One example he mentions is the OpenCourseWare project offered by the Massachusetts Institute of Technology, which offers course material, including lectures, free of charge ( http://ocw.mit.edu/index.html).
"One possible use for that is if you're trying to learn about a topic and there isn't much out there," Acero says. "There may be some documents, but it might be useful to do a search for that topic and get a lecture from an MIT professor. That would be a good place to start.
"Another case that might be more interesting is indexing the search of meetings. You could argue our conversation, for example, is a meeting. You could record the audio and keep it in a server. At a later point, you could say, 'I was talking to Alex about this two years ago, let me find out what he had to say about this particular point,' and maybe you can't find it in the minutes you have. So you search. That might be useful."
StreamSage CEO Murray says the company is working on delivering personalized newscasts of material culled from various outlets, but he estimates such a product is at least two to three years off. In the interim, the company is banking on its technology's customizability to deliver quality searches in a wide range of uses. The heart of its general-purpose engine, for example, is a contextual-analysis engine that has read through years' worth of the New York Times. For its Harvard Medical School deployment, that engine read through the school's textbooks and online medical journals.
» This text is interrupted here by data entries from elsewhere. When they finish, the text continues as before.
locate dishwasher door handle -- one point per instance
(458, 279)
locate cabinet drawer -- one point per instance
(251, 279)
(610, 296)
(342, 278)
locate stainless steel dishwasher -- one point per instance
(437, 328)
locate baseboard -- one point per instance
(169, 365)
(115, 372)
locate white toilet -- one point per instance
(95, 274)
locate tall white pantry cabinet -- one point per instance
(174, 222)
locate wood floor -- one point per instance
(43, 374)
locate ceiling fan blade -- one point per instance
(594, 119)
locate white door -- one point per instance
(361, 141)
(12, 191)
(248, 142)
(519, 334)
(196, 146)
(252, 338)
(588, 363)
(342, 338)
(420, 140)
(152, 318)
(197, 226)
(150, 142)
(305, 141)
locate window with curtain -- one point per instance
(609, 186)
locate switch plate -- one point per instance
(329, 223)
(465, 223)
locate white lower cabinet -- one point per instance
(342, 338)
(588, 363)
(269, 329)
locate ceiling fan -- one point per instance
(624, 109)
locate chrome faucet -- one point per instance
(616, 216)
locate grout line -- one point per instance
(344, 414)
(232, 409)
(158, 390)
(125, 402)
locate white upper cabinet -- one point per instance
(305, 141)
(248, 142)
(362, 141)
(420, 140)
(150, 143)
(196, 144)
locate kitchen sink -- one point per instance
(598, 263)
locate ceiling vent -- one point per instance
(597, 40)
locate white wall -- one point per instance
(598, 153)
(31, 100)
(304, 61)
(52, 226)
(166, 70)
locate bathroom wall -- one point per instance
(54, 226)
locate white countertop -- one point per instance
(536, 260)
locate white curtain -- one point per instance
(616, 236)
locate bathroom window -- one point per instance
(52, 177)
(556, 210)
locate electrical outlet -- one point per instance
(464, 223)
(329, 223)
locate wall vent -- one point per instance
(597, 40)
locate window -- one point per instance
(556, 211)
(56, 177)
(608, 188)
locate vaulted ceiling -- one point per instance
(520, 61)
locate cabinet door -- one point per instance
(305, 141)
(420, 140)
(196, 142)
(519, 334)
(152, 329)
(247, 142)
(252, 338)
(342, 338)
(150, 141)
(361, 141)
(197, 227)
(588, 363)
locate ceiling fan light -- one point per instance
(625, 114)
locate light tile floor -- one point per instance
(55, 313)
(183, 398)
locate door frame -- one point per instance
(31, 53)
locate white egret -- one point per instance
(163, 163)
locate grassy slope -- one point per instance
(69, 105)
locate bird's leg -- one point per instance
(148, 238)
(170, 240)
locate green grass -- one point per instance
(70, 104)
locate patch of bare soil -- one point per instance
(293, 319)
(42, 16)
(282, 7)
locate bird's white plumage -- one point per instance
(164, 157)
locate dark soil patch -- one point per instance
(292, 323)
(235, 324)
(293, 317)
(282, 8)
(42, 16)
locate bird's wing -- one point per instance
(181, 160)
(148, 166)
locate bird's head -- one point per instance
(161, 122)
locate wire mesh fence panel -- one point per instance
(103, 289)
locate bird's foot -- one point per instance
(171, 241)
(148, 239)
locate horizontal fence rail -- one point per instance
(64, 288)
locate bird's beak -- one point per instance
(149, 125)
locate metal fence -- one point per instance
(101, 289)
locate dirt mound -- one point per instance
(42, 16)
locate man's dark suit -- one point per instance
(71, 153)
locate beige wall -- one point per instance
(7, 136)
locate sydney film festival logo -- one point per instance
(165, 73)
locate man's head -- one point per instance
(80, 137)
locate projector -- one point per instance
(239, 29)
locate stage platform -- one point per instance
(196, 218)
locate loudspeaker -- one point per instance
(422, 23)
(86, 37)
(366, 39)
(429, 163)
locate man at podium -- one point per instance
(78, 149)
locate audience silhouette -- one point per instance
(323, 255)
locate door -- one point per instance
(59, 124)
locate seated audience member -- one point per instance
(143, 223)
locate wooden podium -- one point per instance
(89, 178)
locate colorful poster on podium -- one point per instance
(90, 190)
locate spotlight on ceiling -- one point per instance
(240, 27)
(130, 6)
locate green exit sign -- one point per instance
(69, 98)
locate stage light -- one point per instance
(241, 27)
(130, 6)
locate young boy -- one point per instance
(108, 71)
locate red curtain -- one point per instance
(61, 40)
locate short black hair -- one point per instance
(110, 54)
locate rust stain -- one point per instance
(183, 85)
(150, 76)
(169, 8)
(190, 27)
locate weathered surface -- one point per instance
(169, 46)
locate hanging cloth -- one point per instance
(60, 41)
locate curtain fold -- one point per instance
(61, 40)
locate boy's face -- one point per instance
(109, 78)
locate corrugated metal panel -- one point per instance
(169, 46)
Once a user starts searching for a specific topic, that engine uses the stored contextual knowledge to narrow the search to the most relevant terms for that particular instance.
Webster says even in the long term, once metadata can be automatically generated from binary files, that specialized applications might still provide a bigger payoff than consumer queries.
"It might be interesting, for example, for a music publisher to take a new artist's demo recording. What if that demo could be fed into a database and through pattern matching to determine if there's another song in the library that meets a certain standard of relevance? You could quickly determine whether this material is original enough to release without risking copyright infringement suits. They could also use it for sampling. You could back that data into a rights management database and find out whether this has been licensed or not to be sampled. These are applications that could be very useful, and they're all high-end applications for vertical industries."
But Singingfish's Howe says the increased visibility of multimedia search in general will result in better technology for all uses.
"Everything other people do is going to do nothing but help us in the long run," she says. "In effect, whether other search engines like it or not, everything they do to encourage people to do appropriate metadata for content will help everybody. It floats all boats."